GREGG JARRETT: It was appropriate for the president to ask Ukraine to look into any potentially corrupt acts by a high ranking public official, involving the Ukrainian company. 

If Joe Biden's intent was to protect or benefit his son by threatening to withhold billion dollars, that's taxpayer money, in order to force the firing of a Ukrainian prosecutor who happened to be investigating the very company that his son, Hunter Biden, was working for -- this would constitute a violation of the Foreign Corrupt Practices Act. It would be extortion, bribery, honest services fraud, and Biden is not exempt from adhering to those laws just because he's running for president. 
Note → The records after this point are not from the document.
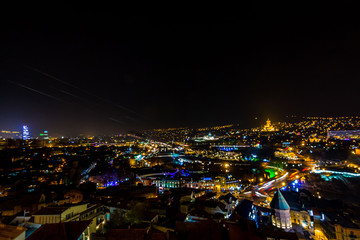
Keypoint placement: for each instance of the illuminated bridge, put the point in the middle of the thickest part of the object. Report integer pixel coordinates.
(229, 147)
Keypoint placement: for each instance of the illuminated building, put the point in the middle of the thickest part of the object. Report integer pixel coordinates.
(268, 127)
(44, 135)
(10, 134)
(26, 134)
(344, 134)
(280, 210)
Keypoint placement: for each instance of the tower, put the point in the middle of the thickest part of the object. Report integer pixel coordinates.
(280, 211)
(26, 134)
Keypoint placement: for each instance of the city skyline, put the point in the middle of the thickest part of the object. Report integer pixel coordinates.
(99, 73)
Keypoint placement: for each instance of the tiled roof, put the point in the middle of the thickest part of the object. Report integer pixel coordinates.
(63, 231)
(51, 211)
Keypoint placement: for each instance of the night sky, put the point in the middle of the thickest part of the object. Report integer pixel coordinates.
(103, 72)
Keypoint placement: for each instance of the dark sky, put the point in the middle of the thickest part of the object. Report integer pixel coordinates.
(101, 72)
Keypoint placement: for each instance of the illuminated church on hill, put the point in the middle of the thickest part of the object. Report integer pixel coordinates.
(268, 127)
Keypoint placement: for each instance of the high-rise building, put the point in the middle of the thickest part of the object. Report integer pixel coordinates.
(26, 134)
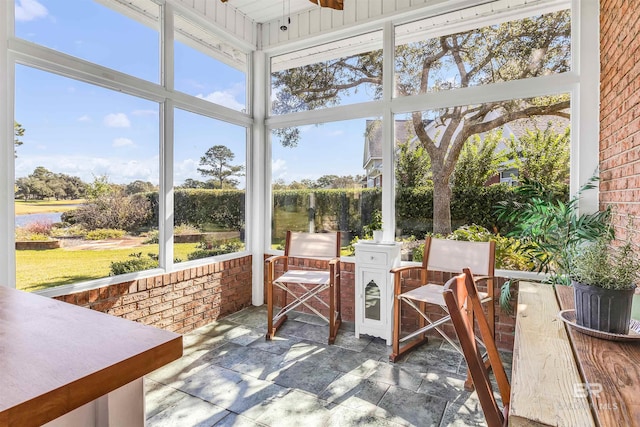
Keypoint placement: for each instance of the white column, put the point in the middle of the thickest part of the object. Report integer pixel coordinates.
(165, 193)
(258, 223)
(7, 163)
(388, 137)
(585, 102)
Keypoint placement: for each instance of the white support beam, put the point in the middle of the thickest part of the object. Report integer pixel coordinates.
(585, 102)
(7, 164)
(258, 221)
(388, 138)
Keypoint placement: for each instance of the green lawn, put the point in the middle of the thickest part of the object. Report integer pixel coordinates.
(44, 206)
(48, 268)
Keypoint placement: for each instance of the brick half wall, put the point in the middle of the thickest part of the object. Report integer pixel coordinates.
(181, 301)
(505, 322)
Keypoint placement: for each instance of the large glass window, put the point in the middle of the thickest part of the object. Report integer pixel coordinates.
(320, 179)
(339, 73)
(451, 163)
(427, 61)
(87, 172)
(208, 67)
(210, 180)
(125, 38)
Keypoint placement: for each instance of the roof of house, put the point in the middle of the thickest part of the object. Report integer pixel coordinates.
(373, 138)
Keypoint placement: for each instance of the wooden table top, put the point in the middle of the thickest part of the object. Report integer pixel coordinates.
(612, 370)
(56, 357)
(544, 372)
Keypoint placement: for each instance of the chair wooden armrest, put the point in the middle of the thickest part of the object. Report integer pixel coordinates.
(275, 258)
(405, 268)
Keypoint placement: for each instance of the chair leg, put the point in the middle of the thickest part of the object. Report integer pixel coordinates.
(335, 316)
(468, 383)
(398, 350)
(395, 351)
(270, 330)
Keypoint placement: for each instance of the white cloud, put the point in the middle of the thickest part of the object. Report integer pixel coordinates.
(279, 167)
(224, 98)
(30, 10)
(119, 170)
(117, 120)
(121, 142)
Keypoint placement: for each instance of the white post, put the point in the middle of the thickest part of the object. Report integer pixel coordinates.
(258, 222)
(585, 103)
(7, 163)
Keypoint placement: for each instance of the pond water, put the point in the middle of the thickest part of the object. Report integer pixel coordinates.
(22, 220)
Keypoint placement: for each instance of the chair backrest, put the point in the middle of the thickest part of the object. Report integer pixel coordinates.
(461, 296)
(454, 255)
(312, 245)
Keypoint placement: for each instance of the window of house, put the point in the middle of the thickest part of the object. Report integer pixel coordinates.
(338, 73)
(124, 38)
(210, 186)
(208, 67)
(320, 178)
(87, 175)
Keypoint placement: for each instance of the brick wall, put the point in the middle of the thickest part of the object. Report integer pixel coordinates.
(180, 301)
(620, 110)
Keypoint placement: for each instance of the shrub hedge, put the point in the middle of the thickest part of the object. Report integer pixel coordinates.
(348, 210)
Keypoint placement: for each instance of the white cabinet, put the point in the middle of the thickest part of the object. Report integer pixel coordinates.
(374, 288)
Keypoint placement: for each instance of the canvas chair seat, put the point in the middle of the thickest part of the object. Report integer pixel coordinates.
(464, 305)
(440, 255)
(306, 287)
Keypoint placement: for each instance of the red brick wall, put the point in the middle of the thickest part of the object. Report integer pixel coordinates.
(620, 110)
(181, 301)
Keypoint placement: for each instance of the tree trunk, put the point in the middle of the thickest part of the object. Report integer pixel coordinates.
(441, 206)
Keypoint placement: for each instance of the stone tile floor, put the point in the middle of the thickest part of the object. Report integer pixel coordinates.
(231, 376)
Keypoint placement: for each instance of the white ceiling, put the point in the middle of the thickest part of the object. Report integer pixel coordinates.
(268, 10)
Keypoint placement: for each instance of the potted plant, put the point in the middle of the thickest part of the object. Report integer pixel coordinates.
(374, 229)
(604, 278)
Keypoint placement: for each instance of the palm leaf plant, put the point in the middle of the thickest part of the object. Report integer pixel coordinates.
(550, 230)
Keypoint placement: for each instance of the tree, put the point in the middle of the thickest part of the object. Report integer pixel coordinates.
(99, 187)
(42, 184)
(509, 51)
(18, 132)
(543, 156)
(479, 160)
(218, 161)
(413, 167)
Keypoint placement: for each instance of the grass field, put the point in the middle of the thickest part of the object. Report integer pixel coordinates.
(49, 268)
(45, 206)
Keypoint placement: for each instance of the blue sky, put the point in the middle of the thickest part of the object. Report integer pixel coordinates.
(85, 130)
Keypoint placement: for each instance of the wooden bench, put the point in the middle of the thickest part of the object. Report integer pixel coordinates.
(611, 373)
(546, 388)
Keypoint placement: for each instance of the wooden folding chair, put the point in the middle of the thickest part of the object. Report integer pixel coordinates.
(463, 302)
(306, 286)
(441, 255)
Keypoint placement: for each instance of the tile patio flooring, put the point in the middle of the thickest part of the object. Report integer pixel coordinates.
(231, 376)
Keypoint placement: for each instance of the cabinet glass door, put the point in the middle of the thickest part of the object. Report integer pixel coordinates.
(372, 301)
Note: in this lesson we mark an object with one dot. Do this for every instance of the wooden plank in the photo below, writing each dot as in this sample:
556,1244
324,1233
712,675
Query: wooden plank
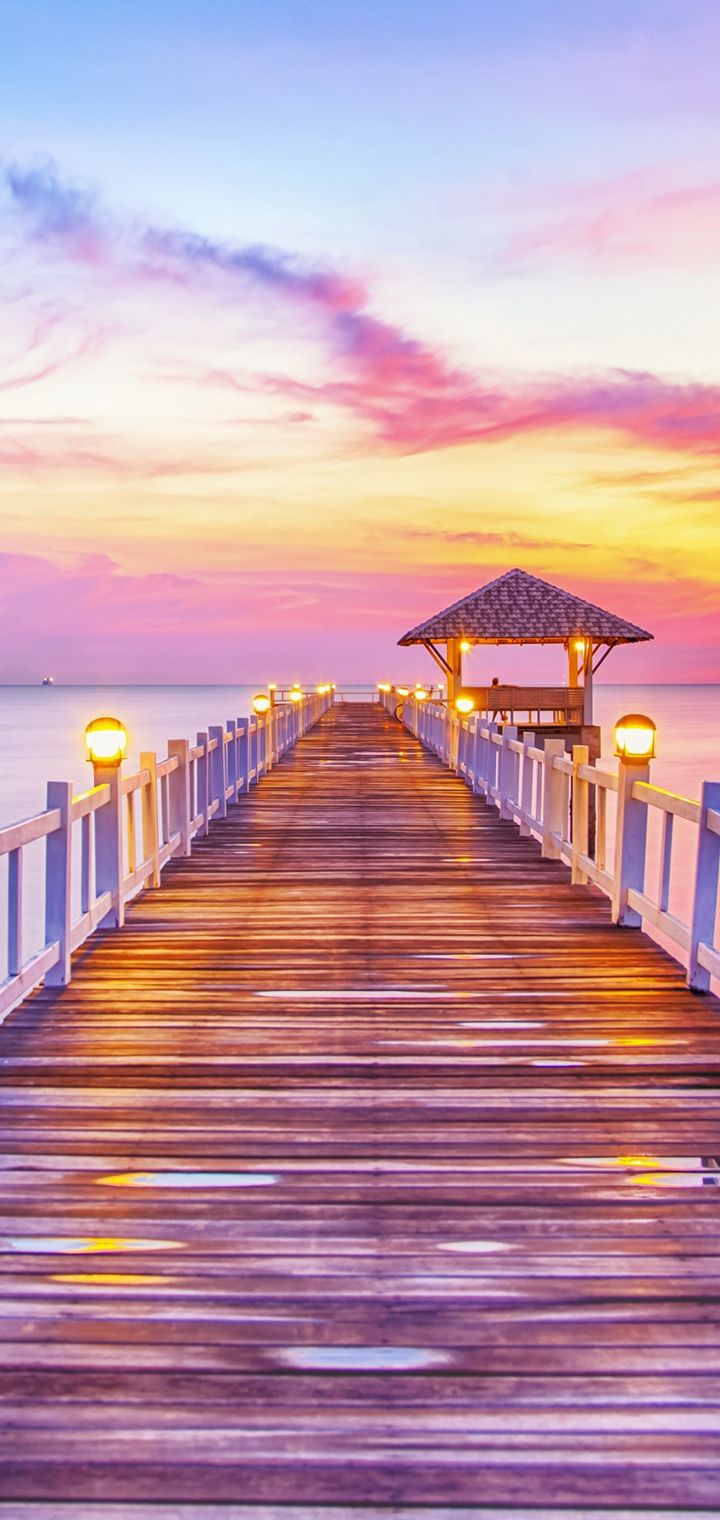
368,1171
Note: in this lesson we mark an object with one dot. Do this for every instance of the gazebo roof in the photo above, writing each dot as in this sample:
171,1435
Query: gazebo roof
520,608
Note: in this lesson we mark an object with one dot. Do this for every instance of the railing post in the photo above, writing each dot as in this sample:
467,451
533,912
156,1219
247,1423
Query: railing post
231,751
243,754
217,771
110,845
526,801
631,839
508,771
149,813
202,782
178,791
702,924
553,798
15,912
58,894
581,812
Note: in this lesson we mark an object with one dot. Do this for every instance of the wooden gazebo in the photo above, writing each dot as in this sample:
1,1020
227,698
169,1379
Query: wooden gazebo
520,608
The president was exercising a proper use of executive power, not abusing it, and it's Nancy Pelosi and Shifty Schiff who are abusing the power of impeachment in this, their latest witch hunt.

...

SEAN HANNITY (HOST): First thing I'm thinking is how many people are spying on the president? How many people within the intelligence community have been weaponized to destroy the president, because they don't like the outcome of an election, and they don't like that they were beaten in the battle with the special counsel, because there was nothing there? So now, they're just going to leak and leak until they get the smoking gun leak that they want?

JARRETT: Yeah, and the FBI and the CIA and many in the intelligence community are all aligned to spy and lie in order to remove President Trump. And, you know, the -- the House knows that the president's telephone call was perfectly legal and acceptable and proper. It doesn't fall under the reading of high crimes and misdemeanors. So, what are they doing? 

They are conjuring up this amorphous concept called abuse of power -- “Oh, it was an abuse of power." The problem with that -- it's not anywhere in the Constitution. There's no fixed meaning that everybody agrees upon.